Migrate, a RoR knockoff is the real find though, it looks young (as far as a project goes) but I watched a demo of it used in another python framework and it was exactly as I expected, like something we use at work for CF. It has a schema version table, that holds app state version, and version files with ‘up/down’ methods. My main issue with many of these ’scafolmagic’ things is that no one bothered to mention how you get from one version to the next… or back again. You can’t build the model right the first time, and iterative programming is a fact of life. This library addresses that.
Dec
19
2007
Cookie name “CFAUTHORIZATION_SPLAT SPLAT” is a reserved token
The error occurred in administrator.cfc: line 116
Today I ran into a weird bug in the cf admin api, if you attempt to perform a login such as this:
<cfscript>
loggedin = createObject(“component”,”cfide.adminapi.administrator”).login(‘dsafdsafsad’);
</cfscript>
It will bomb with the above error if your application name contains a space, the error is slightly different whether you use Application.cfc or <cfapplication> style.

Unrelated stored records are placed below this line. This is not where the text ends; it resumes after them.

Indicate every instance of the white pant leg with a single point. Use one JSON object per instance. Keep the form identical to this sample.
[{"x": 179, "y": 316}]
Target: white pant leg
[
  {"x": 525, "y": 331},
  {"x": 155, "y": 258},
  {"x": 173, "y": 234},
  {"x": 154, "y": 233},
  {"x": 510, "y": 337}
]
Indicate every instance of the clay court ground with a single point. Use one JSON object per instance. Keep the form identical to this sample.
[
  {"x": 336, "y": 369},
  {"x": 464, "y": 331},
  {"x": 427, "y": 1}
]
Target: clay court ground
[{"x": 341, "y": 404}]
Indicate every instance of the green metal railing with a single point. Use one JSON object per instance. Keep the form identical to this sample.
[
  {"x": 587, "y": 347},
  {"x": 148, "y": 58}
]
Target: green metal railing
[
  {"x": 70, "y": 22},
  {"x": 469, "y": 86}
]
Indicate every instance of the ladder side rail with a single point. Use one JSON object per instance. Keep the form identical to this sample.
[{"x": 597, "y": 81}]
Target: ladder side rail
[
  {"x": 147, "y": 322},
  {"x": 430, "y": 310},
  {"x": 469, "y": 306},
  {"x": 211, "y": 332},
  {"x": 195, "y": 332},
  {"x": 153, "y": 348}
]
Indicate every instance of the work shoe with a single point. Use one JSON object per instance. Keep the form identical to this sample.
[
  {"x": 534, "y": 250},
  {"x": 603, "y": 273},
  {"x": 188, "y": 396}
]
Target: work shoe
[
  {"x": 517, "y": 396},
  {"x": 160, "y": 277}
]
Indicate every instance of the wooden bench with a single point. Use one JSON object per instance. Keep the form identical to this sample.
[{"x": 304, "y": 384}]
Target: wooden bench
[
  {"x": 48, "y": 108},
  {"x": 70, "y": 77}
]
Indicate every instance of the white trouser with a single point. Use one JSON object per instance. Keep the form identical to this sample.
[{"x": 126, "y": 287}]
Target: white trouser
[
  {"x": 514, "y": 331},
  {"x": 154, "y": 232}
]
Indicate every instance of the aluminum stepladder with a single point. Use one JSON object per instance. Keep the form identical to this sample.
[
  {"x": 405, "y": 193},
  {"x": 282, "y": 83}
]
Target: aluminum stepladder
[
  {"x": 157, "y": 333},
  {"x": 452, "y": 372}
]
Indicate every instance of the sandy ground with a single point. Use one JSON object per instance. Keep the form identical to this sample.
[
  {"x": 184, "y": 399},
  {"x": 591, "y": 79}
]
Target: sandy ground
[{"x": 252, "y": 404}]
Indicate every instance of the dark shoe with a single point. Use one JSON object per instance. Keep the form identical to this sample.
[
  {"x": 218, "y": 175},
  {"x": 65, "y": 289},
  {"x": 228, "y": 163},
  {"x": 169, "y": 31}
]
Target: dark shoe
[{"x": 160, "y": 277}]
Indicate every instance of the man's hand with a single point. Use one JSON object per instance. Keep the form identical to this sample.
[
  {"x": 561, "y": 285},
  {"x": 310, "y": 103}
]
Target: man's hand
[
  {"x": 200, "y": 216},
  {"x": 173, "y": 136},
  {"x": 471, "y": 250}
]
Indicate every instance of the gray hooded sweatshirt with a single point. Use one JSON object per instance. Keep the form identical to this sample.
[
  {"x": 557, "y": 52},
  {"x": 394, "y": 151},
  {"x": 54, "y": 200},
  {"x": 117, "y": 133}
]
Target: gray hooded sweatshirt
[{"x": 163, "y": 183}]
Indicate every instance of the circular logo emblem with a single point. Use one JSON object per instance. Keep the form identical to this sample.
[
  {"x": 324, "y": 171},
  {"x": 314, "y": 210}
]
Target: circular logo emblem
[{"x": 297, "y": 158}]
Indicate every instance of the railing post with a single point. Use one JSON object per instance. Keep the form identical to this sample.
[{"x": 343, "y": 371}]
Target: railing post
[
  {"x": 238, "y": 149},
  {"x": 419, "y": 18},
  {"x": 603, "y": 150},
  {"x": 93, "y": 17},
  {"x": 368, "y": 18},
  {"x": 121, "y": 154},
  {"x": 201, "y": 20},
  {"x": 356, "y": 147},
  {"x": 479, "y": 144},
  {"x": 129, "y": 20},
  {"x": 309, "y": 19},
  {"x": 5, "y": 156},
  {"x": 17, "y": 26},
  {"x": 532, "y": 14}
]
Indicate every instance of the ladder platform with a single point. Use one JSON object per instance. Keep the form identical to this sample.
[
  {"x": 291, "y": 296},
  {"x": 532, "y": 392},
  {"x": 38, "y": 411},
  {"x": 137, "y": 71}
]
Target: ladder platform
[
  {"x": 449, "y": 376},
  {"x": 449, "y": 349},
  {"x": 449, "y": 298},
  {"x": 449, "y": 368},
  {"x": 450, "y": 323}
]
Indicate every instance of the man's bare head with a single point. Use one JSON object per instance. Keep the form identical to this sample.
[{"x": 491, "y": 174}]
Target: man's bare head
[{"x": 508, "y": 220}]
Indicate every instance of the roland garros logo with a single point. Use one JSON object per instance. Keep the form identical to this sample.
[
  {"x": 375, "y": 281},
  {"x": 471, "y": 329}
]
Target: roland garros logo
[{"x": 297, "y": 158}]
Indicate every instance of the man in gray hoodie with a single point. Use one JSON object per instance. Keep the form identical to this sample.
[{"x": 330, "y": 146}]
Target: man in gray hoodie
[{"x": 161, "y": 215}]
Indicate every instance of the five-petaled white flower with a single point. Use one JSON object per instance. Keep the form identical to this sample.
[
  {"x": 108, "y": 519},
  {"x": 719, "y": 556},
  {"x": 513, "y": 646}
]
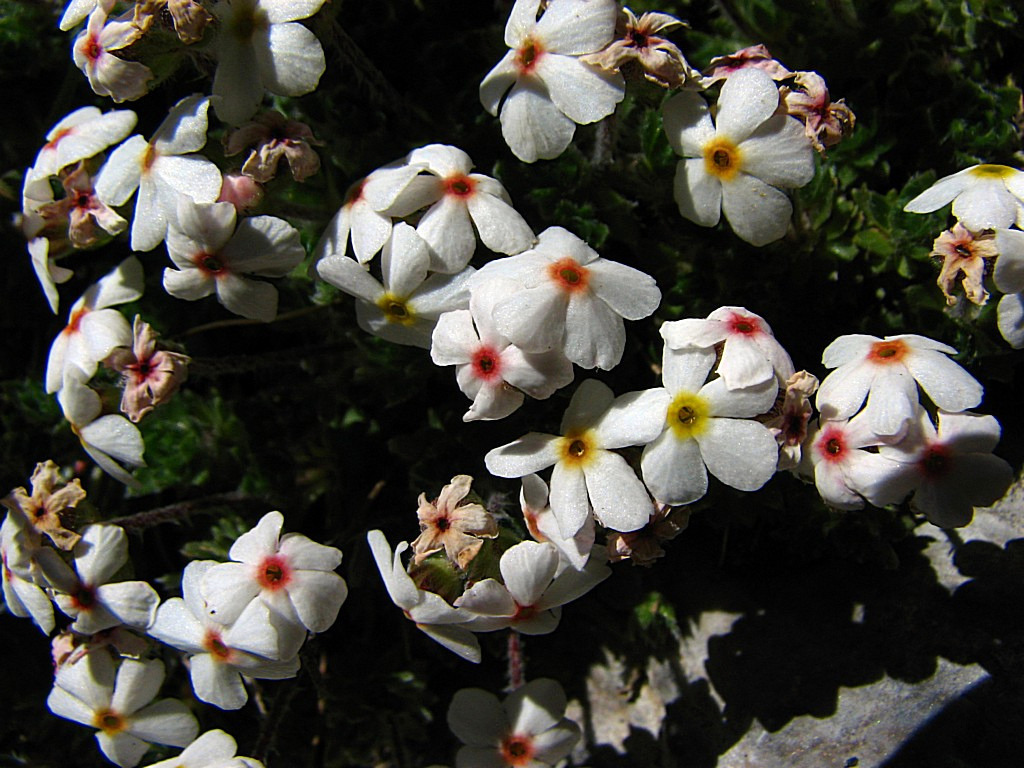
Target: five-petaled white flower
[
  {"x": 570, "y": 299},
  {"x": 291, "y": 573},
  {"x": 589, "y": 477},
  {"x": 984, "y": 197},
  {"x": 163, "y": 169},
  {"x": 707, "y": 427},
  {"x": 552, "y": 89},
  {"x": 887, "y": 373},
  {"x": 261, "y": 46},
  {"x": 459, "y": 202},
  {"x": 737, "y": 163},
  {"x": 119, "y": 704},
  {"x": 212, "y": 255},
  {"x": 526, "y": 730},
  {"x": 406, "y": 307}
]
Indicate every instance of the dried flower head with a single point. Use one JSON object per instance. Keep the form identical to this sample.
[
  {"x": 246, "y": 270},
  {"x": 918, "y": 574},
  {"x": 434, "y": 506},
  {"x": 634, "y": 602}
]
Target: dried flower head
[
  {"x": 964, "y": 252},
  {"x": 825, "y": 122},
  {"x": 273, "y": 137},
  {"x": 458, "y": 528},
  {"x": 644, "y": 546},
  {"x": 150, "y": 376},
  {"x": 48, "y": 506},
  {"x": 640, "y": 49}
]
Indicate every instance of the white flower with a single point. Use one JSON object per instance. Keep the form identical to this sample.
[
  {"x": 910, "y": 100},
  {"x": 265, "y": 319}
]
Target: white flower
[
  {"x": 93, "y": 329},
  {"x": 589, "y": 476},
  {"x": 79, "y": 135},
  {"x": 162, "y": 169},
  {"x": 87, "y": 594},
  {"x": 403, "y": 309},
  {"x": 212, "y": 750},
  {"x": 255, "y": 645},
  {"x": 527, "y": 729},
  {"x": 751, "y": 354},
  {"x": 984, "y": 197},
  {"x": 293, "y": 574},
  {"x": 22, "y": 593},
  {"x": 1009, "y": 276},
  {"x": 430, "y": 612},
  {"x": 112, "y": 440},
  {"x": 120, "y": 708},
  {"x": 363, "y": 217},
  {"x": 737, "y": 163},
  {"x": 492, "y": 371},
  {"x": 213, "y": 256},
  {"x": 109, "y": 75},
  {"x": 884, "y": 371},
  {"x": 531, "y": 591},
  {"x": 569, "y": 299},
  {"x": 952, "y": 469},
  {"x": 460, "y": 202},
  {"x": 260, "y": 46},
  {"x": 543, "y": 524},
  {"x": 846, "y": 474},
  {"x": 707, "y": 427},
  {"x": 552, "y": 89}
]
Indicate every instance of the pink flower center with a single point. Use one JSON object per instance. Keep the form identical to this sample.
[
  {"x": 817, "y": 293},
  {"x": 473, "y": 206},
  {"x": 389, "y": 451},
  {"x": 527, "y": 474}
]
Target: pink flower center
[
  {"x": 460, "y": 185},
  {"x": 273, "y": 572},
  {"x": 569, "y": 275},
  {"x": 527, "y": 56},
  {"x": 517, "y": 750},
  {"x": 486, "y": 364},
  {"x": 936, "y": 462},
  {"x": 888, "y": 352}
]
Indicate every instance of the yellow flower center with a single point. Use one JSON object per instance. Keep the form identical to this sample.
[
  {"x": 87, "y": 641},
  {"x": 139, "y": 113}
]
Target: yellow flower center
[
  {"x": 722, "y": 159},
  {"x": 687, "y": 415},
  {"x": 992, "y": 171},
  {"x": 395, "y": 309},
  {"x": 578, "y": 449}
]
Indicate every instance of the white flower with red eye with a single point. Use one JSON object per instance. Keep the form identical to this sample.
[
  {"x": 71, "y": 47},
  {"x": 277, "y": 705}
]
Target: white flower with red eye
[
  {"x": 984, "y": 197},
  {"x": 80, "y": 135},
  {"x": 293, "y": 574},
  {"x": 535, "y": 586},
  {"x": 87, "y": 594},
  {"x": 589, "y": 477},
  {"x": 569, "y": 298},
  {"x": 887, "y": 373},
  {"x": 93, "y": 330},
  {"x": 109, "y": 75},
  {"x": 491, "y": 370},
  {"x": 740, "y": 162},
  {"x": 952, "y": 468},
  {"x": 527, "y": 730},
  {"x": 460, "y": 202},
  {"x": 846, "y": 474},
  {"x": 258, "y": 644},
  {"x": 404, "y": 306},
  {"x": 119, "y": 704},
  {"x": 707, "y": 427},
  {"x": 214, "y": 256},
  {"x": 432, "y": 615},
  {"x": 163, "y": 169},
  {"x": 260, "y": 45},
  {"x": 751, "y": 355},
  {"x": 552, "y": 89},
  {"x": 364, "y": 217}
]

The fix, thanks to Barney is to remove the space.
Dec
15
2007
I am using a virtual linux server via free vmware player on my development box, which is winxp. I found several groups who produce free stock distributions packaged in virtual machine format, which means I can run on literally the same stack as my real server locally.
I haven’t got there quite yet, but I intend to use a windows eclipse ide mapped into the virtual box via shared folders.
The subversion usage up to this point has left me with simple tasks to sync the two server’s configurations.
next up…. python or ruby
Dec
07
2007
Hi everyone who isn’t there.
I have really enjoyed setting up my new server, and my first project was to get a blog up and running under my domain name. I have had this domain for years but haven’t gotten around to developing anything on it. So here it is. It didn’t take me long to get it set up, and I version controlled the whole thing as I was doing it. So if someone were to wipe out my server right now, I would still be able to regenerate this ..
er i take it back.
I haven’t set up backups yet… and although what I said was true because I have a blog working copy, I would lose this post because I don’t have mysql backing up yet. What I was saying was, I could regenerate this blog in a couple commands.
Anyway so the first few posts are going to be about server setup, and me learning linux.